For Yaroslava, the queen of good dick jokes. Maybe not the most appropriate eulogizing on the day of her death, but dammit, I am tired of sitting here with a frowny face, and don’t think she would approve anyway – she always told me to smile, under penalty of death. Please don’t read this if you’re going to give me crap about how crass it is.
A few months ago, I was sitting with a friend somewhere, listening to her complain about a guy, as all good friends must do.
“I’m going to go live on an island,” she said. “A civilized one. Indoor plumbing. But no men.”
“I’d join you,” I said. “But I like dick too much.”
Suddenly, she started laughing so hard that whatever it was she was drinking briefly threatened to come out of her nose and get all over my shirt. “I’m just picturing your face whenever men say ‘I like pussy too much’ in your presence.”
It’s fair enough to say that I was owned. But her comment did make me wonder about language and body parts and men.
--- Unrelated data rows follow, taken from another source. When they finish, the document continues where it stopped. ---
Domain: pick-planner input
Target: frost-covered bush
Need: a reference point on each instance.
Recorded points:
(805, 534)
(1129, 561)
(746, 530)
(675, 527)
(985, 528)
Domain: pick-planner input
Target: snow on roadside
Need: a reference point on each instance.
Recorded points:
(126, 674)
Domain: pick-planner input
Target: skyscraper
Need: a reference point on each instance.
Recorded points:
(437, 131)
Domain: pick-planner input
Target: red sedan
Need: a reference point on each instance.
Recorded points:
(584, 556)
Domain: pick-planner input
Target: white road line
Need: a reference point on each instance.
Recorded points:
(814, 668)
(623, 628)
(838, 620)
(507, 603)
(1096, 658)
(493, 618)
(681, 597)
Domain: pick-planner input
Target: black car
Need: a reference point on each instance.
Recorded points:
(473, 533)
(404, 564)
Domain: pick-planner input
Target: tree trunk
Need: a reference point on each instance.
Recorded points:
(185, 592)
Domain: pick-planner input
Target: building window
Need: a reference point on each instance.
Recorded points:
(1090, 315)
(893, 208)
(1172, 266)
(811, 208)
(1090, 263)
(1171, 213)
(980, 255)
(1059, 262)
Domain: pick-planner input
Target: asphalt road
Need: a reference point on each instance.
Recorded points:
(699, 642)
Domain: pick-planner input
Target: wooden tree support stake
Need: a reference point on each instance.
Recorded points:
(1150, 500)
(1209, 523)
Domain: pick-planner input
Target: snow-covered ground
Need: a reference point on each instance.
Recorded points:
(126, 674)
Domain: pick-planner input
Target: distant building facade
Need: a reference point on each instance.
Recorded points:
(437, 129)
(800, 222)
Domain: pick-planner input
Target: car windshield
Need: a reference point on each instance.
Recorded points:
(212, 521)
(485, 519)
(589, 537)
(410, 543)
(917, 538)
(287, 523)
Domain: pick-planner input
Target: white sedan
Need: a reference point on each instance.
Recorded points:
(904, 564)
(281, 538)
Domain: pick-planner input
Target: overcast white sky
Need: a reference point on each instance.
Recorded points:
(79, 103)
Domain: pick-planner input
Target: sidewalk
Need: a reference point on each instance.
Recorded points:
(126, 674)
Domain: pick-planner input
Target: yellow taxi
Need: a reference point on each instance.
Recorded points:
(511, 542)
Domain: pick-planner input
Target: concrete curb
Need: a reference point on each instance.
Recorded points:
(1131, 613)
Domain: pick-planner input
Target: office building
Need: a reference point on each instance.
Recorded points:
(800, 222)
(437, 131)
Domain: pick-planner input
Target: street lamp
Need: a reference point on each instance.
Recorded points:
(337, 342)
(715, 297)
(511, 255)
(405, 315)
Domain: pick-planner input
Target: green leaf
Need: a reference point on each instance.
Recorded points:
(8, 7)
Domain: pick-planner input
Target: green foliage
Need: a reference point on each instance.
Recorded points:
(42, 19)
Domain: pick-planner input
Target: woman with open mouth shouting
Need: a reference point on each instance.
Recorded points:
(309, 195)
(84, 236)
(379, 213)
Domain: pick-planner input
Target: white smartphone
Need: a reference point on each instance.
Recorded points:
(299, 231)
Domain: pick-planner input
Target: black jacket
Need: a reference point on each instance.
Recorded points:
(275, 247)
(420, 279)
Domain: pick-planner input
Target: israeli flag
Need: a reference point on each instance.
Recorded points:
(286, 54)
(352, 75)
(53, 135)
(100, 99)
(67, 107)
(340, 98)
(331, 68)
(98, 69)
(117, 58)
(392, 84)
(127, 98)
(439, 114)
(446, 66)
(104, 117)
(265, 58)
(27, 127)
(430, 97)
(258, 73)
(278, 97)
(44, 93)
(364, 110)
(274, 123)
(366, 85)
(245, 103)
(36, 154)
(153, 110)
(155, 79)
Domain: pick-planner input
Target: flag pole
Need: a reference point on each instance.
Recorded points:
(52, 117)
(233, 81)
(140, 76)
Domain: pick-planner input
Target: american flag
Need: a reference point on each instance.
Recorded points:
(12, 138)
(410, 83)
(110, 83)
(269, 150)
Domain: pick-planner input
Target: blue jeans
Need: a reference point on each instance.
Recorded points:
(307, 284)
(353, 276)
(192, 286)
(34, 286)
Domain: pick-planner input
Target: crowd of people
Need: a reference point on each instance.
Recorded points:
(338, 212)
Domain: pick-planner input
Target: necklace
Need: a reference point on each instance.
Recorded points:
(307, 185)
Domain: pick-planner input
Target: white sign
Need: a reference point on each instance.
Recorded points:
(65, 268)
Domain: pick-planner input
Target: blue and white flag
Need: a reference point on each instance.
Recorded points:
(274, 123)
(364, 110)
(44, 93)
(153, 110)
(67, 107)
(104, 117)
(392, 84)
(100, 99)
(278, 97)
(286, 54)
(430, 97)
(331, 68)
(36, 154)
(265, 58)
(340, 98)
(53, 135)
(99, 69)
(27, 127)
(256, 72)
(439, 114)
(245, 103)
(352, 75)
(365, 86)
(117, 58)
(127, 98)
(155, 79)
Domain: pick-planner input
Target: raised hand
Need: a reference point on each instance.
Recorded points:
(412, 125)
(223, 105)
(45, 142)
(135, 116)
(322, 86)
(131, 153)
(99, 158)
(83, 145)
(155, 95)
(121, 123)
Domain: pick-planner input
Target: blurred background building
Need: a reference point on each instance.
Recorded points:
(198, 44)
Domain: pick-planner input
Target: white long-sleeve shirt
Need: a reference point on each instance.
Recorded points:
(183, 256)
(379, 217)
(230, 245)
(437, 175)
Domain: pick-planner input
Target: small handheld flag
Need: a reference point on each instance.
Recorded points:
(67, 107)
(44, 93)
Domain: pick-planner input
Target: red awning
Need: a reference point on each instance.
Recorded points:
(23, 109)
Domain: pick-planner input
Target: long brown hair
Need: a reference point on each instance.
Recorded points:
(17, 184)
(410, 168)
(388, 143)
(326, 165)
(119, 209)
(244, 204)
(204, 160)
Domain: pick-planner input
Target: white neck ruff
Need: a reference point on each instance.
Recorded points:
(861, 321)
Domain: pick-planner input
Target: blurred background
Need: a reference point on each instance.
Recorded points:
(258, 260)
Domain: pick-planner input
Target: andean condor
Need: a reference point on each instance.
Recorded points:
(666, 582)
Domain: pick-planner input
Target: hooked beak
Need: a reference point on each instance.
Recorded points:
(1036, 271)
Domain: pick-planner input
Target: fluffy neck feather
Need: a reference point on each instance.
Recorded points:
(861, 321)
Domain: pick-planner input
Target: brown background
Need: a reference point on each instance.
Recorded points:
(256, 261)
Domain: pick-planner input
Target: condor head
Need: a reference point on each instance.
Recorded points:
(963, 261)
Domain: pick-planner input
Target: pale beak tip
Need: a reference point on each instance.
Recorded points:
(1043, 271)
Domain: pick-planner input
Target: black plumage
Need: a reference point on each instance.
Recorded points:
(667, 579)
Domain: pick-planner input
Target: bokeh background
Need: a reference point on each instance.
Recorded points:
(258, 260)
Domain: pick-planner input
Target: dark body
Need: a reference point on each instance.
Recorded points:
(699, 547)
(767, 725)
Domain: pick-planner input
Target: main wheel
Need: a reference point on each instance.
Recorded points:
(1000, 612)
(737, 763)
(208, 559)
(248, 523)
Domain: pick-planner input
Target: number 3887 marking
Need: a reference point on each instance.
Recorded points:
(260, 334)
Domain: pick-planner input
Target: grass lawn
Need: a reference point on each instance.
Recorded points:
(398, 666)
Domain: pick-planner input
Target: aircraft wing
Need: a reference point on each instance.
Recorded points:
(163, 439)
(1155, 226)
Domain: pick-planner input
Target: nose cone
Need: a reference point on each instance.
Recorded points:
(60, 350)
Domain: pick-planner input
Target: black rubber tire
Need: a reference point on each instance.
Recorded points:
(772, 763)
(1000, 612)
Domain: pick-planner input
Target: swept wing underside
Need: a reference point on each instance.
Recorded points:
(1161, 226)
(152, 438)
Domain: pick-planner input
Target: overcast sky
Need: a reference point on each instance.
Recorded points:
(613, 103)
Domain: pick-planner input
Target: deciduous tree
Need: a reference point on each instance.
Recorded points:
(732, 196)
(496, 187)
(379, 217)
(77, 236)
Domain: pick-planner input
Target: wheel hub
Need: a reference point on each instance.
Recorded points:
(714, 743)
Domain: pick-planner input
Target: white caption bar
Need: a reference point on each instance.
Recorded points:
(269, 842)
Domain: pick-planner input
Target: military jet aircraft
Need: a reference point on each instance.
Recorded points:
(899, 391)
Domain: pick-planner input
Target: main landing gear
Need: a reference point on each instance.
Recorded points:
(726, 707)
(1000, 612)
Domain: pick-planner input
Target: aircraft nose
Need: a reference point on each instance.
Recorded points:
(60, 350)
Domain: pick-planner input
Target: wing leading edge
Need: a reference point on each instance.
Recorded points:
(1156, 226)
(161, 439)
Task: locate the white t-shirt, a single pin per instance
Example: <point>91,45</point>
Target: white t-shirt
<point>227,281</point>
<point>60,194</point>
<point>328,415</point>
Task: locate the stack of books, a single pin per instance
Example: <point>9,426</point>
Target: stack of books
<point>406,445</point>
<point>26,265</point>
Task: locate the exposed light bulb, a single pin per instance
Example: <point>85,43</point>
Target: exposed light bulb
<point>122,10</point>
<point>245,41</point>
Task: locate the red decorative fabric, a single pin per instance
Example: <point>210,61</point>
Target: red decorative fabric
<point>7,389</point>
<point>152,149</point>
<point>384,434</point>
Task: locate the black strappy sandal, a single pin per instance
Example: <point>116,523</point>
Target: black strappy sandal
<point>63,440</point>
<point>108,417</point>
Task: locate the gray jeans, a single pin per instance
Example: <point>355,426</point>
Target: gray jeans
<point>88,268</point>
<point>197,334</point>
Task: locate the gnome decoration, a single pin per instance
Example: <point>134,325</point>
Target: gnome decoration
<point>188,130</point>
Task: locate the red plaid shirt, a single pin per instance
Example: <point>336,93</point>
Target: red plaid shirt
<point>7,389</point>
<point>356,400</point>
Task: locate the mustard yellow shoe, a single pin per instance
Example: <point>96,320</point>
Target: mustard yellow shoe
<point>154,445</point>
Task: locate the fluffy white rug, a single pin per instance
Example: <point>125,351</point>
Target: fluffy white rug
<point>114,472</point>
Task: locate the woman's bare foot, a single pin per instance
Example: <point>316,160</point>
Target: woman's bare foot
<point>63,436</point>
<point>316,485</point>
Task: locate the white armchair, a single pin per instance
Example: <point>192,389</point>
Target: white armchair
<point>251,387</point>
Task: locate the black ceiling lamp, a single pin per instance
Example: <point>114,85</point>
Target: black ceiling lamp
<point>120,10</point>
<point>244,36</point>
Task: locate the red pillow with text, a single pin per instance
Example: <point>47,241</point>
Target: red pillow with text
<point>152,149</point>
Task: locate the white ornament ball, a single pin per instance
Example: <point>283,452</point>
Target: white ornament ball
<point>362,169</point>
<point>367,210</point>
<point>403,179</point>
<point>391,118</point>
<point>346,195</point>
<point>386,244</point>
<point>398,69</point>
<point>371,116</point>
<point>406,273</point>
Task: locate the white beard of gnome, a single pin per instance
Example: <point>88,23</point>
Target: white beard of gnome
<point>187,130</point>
As feminists, we criticize the visual and verbal dissolution of women to mere body parts. Anywhere from advertising billboards to music videos to art photography, women are cut up at rates that men simply aren’t. Is this cause for concern? Yes. I think it’s natural for anyone to focus on a particular body part they might like, but this does get taken to an extreme. It stops being beautiful and starts being downright scary and grotesque – the Whitechapel Murders without the requisite gore.
On the other hand, you find that women who dig men are often just as likely to reduce men to mere body parts as well. We have less social capital than men do, so we don’t feel nearly as entitled about advertising the fact that hey, random dude on the subway at 7 a.m., your ass looks great in those jeans, but we certainly think it, and when we get together with friends, we discuss it.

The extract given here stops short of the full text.